Entro il primo semestre del 2012 saranno varati il Piano regionale per la zootecnia e il progetto speciale per la vitivinicoltura umbra. È l’impegno che l’assessore regionale alle Politiche agricole, Fernanda Cecchini, ha assunto nel corso della riunione del “Tavolo verde”, che si è svolta oggi nella sede dell’Assessorato regionale a Perugia.
Ai rappresentanti delle organizzazioni del comparto agricolo e agroalimentare, convocati per condividere e accelerare i programmi già avviati nei mesi scorsi per rilanciare la zootecnia regionale e promuovere l’immagine dei vini umbri in Italia e nel mondo, l’assessore ha illustrato le azioni che si intendono mettere in campo e rendere operative entro la prima metà dell’anno.
“La Regione – ha informato l’assessore – ha chiesto la collaborazione dell’Istituto nazionale di Economia agraria (‘Inea’) e del Centro Studi Nomisma, allo scopo di mettere a disposizione del sistema delle imprese e della ‘governance’ regionale altissime professionalità che, per i due comparti, zootecnico e vitivinicolo, rappresentano l’eccellenza in campo europeo”.

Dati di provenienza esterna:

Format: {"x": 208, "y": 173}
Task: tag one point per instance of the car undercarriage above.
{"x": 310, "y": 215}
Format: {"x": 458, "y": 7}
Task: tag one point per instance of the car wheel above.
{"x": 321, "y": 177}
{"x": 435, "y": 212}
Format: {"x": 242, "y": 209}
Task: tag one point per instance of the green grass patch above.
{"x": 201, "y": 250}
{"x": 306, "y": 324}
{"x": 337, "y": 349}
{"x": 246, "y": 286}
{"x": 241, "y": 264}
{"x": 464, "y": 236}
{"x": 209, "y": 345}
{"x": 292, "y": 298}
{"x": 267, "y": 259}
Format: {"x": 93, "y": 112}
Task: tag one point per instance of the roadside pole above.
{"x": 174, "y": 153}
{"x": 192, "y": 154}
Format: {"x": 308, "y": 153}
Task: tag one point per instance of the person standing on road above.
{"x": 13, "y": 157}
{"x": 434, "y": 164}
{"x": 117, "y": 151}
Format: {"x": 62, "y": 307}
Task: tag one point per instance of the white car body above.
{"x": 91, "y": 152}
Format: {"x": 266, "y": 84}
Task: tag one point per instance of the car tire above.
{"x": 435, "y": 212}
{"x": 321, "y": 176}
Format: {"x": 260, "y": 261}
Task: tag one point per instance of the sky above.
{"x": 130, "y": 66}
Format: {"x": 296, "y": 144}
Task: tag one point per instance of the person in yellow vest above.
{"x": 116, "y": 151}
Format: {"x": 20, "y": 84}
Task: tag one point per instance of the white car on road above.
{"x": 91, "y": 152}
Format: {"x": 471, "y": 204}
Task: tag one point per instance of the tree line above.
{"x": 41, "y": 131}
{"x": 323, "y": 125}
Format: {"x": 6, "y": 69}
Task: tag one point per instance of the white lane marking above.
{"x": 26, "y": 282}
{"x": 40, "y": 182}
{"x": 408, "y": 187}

Nel corso dell’incontro, il coordinatore dell’Area Agricoltura Ciro Becchetti ha fornito un bilancio dell’attuazione del Programma di Sviluppo Rurale, sottolineando come gli strumenti messi in campo per accelerare e semplificare le procedure di liquidazione dei contributi abbiano prodotto significativi risultati: l’Umbria, ha sottolineato, è ora la prima regione fra quelle italiane per la percentuale di attuazione, con una spesa pubblica di quasi 100 milioni di euro liquidati agli agricoltori nel 2011. Grazie allo stretto contatto mantenuto tra Regione ed “Agea”, l’organismo pagatore nazionale, la “road map” concordata a giugno 2011 ha consentito di smaltire l’arretrato di domande non liquidate nelle precedenti annualità così da erogare alle aziende pagamenti che, in alcuni casi, erano fermi dal 2007.
Al “Tavolo Verde” sono stati illustrati anche i contenuti del nuovo bando per la ricerca e l’innovazione in agricoltura, che verrà pubblicato a breve dalla Regione Umbria, finanziato con i fondi del Programma di Sviluppo rurale relativi alla misura 124, pari ad 8 milioni di euro. Con questo bando, ha detto l’assessore regionale Cecchini, la Regione intende promuovere programmi di ricerca che coinvolgono partner del mondo scientifico, aziende agricole, aziende della trasformazione e della distribuzione allo scopo di favorire innovazioni di processo, di prodotto o gestionali che consentano una sempre maggiore competitività alle imprese coinvolte.